Bravo d’offrir à vos étudiants une aussi belle opportunité de développer leur esprit critique en s’interrogeant sur les enjeux éthiques des logiciels et plus largement, de l’ensemble des technologies. Vous dites : «La technologie est partout (…). En connaître le fonctionnement (…) aussi bien que les ramifications économiques et sociales, est nécessaire dans le monde d’aujourd’hui». N’est-ce pas là tout le travail de l’historien que d’analyser, de contextualiser et d’identifier les enjeux d’une époque afin de parvenir à une meilleure compréhension des événements du passé ? Voilà un bel exemple de contextualisation appliquée à l’histoire actuelle/contemporaine, et une façon originale de faire connaître à vos étudiants le rôle social des historiens !

Maxime Ross
Maxime Ross
10 mars 2015 20h55

Bravo pour cet article super intéressant Kurt ! J’aime bien les nuances que tu apportes dans ton article ainsi que les différentes visions avec lesquelles tu abordes le sujet ! Chapeau ! Ensemble, démocratisons l’accès aux technologies ! 🙂

François Lizotte
François Lizotte
12 mars 2015 3h19

Déclaration d’intérêt: je travaille pour un organisme qui utilise et promeut des logiciels libres.

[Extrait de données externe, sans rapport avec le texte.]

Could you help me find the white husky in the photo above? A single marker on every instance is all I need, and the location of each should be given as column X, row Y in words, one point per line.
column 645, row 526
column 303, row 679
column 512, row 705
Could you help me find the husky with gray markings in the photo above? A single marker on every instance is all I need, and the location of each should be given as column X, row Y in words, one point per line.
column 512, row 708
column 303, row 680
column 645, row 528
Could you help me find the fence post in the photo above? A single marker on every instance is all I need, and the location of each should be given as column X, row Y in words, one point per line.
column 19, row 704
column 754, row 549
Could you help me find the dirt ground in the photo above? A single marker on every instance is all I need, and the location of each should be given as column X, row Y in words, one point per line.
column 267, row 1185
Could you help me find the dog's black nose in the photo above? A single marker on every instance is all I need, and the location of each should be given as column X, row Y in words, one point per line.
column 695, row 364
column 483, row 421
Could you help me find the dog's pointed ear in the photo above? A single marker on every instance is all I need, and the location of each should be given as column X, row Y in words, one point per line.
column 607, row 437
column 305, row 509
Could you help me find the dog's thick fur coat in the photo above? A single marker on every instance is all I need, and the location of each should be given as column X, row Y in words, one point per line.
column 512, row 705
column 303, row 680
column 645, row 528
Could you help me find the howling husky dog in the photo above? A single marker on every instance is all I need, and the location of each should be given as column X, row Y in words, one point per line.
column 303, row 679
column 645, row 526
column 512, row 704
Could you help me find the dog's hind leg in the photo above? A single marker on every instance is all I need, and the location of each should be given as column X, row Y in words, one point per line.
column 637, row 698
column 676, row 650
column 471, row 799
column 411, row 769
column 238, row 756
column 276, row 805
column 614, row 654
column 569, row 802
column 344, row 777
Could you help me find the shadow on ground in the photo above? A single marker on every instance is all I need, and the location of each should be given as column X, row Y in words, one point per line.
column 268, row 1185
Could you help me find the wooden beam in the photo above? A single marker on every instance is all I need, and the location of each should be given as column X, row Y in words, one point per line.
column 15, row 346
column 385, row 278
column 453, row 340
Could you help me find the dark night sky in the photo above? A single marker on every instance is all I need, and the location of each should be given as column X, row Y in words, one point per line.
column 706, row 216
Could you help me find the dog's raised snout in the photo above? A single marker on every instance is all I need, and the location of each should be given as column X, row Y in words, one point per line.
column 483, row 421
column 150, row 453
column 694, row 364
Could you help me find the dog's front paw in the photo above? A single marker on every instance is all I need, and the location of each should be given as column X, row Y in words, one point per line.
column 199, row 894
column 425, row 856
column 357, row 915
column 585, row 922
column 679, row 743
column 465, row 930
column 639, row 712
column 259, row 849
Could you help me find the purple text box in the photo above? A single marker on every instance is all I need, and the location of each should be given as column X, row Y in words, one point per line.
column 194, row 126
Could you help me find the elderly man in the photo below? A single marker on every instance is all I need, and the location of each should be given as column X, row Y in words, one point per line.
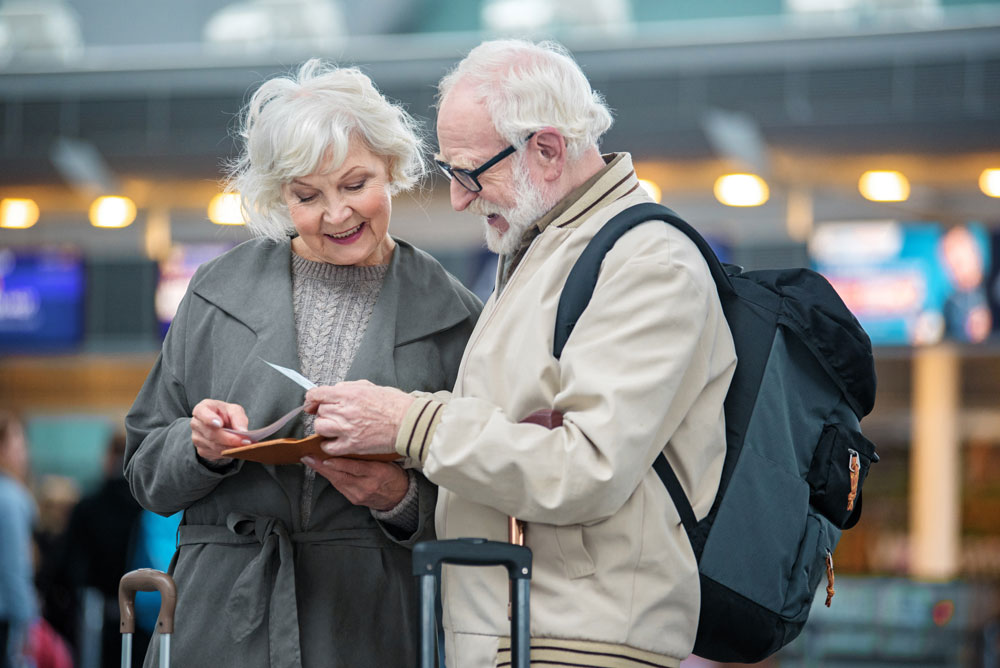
column 645, row 370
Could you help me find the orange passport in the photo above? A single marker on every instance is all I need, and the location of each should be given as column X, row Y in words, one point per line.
column 291, row 450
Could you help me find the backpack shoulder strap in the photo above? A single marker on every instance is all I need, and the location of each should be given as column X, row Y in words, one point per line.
column 582, row 277
column 579, row 288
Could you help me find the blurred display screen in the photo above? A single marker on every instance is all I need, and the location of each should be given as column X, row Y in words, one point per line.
column 176, row 272
column 41, row 300
column 909, row 283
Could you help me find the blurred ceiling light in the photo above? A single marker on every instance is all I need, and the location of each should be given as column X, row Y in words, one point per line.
column 520, row 16
column 884, row 186
column 741, row 190
column 989, row 182
column 37, row 28
column 652, row 189
column 226, row 209
column 259, row 25
column 17, row 213
column 112, row 212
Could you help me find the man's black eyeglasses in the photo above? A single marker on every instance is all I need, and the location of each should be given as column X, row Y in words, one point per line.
column 469, row 178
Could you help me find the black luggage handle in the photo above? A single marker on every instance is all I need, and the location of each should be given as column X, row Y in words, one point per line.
column 427, row 560
column 147, row 579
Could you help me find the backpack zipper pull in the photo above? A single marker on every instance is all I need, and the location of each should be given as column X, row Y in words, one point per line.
column 829, row 578
column 854, row 466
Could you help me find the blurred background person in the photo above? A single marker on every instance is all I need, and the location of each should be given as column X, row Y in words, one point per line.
column 80, row 582
column 275, row 565
column 18, row 605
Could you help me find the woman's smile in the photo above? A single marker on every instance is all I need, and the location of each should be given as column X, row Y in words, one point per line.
column 347, row 237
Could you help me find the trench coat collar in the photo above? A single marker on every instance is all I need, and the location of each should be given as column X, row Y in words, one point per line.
column 255, row 288
column 253, row 285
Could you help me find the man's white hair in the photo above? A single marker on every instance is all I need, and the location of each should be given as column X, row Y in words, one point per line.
column 293, row 124
column 527, row 86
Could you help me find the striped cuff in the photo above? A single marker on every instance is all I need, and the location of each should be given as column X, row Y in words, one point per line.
column 406, row 514
column 417, row 429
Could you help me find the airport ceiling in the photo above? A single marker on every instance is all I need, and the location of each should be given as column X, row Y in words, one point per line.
column 168, row 112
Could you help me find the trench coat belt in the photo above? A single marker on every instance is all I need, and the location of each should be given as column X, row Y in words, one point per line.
column 245, row 606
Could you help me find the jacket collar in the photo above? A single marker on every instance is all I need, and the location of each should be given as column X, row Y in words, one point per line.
column 616, row 180
column 253, row 284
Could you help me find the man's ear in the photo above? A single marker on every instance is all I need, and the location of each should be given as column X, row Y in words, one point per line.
column 548, row 150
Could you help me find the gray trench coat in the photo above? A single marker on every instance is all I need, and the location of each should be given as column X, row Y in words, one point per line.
column 255, row 587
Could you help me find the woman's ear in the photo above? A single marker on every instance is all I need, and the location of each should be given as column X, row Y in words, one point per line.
column 548, row 150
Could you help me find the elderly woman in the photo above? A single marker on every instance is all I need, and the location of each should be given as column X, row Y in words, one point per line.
column 276, row 565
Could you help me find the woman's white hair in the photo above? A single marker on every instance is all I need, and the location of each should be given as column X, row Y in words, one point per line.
column 293, row 124
column 527, row 86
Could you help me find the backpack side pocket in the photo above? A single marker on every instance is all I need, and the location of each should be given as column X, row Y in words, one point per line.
column 839, row 467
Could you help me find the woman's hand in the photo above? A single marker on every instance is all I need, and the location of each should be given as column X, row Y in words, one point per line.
column 378, row 485
column 357, row 416
column 207, row 421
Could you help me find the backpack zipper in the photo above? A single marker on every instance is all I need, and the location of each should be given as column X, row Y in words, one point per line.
column 854, row 466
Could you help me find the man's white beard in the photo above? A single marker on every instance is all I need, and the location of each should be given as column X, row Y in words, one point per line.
column 531, row 206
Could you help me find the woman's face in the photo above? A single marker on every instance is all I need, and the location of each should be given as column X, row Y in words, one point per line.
column 342, row 216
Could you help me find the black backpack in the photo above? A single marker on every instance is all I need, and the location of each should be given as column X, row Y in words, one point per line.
column 795, row 456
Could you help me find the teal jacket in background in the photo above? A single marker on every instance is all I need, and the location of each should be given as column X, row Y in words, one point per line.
column 18, row 602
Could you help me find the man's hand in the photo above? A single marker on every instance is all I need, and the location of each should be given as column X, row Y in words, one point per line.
column 377, row 485
column 207, row 420
column 358, row 417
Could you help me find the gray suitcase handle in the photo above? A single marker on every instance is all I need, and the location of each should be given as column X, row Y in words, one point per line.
column 427, row 560
column 146, row 579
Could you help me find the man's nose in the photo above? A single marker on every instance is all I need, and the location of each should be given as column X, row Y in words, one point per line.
column 461, row 197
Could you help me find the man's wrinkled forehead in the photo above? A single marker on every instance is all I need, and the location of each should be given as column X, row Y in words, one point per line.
column 464, row 128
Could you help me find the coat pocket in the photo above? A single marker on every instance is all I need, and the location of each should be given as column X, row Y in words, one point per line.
column 576, row 559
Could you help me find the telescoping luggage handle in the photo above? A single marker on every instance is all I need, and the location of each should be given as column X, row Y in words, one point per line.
column 427, row 560
column 147, row 579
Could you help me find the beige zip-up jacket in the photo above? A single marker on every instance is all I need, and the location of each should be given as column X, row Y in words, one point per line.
column 646, row 369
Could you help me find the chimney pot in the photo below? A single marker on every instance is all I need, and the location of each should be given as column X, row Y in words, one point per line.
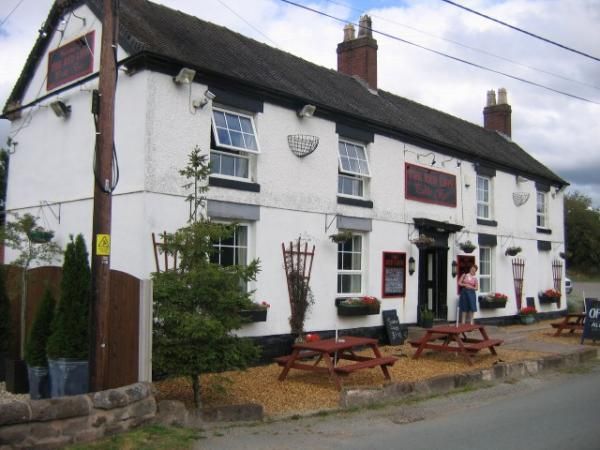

Merci pour cette prise de position politique en faveur du libre. C’est assez rare dans le milieu collégial. On succombe assez facilement aux charmes des iMachins de toutes formes, aux outils conviviaux de Goolge, à l’incontournable Facebook où l’on peut voir des militants de gauche dénoncer l’hégémonie des multinationales. On dédaigne même un peu Microsoft tout en turbinant sous Windows. Bien sûr, j’ose écrire ces quelques lignes dans Firefox sous Ubuntu sans toucher à mon iPhone durant quelques minutes, mais je reviendrai à la normale demain au travail avec Word, Excel et Skype. 🙂

Renée Fountain
Renée Fountain
17 mars 2015 13h34

Merci BEAUCOUP de ce texte Kurt! Vraiment! Je suis « au logiciel libre » depuis un « certain temps » (je suis plus vieille que vous! :-). Le souci de nos libertés accroît : ceci me donne de l’espoir. J’apprécie, entre autres, votre appel vers une littératie technologique citoyenne. Vous avez bien dit, nos choix technologiques ne sont pas neutres.
Je vais introduire ce texte dans mes cours d’intégration des TIC au niveau collégial à L’Université Laval l’année prochaine! Merci au nom de NousTous!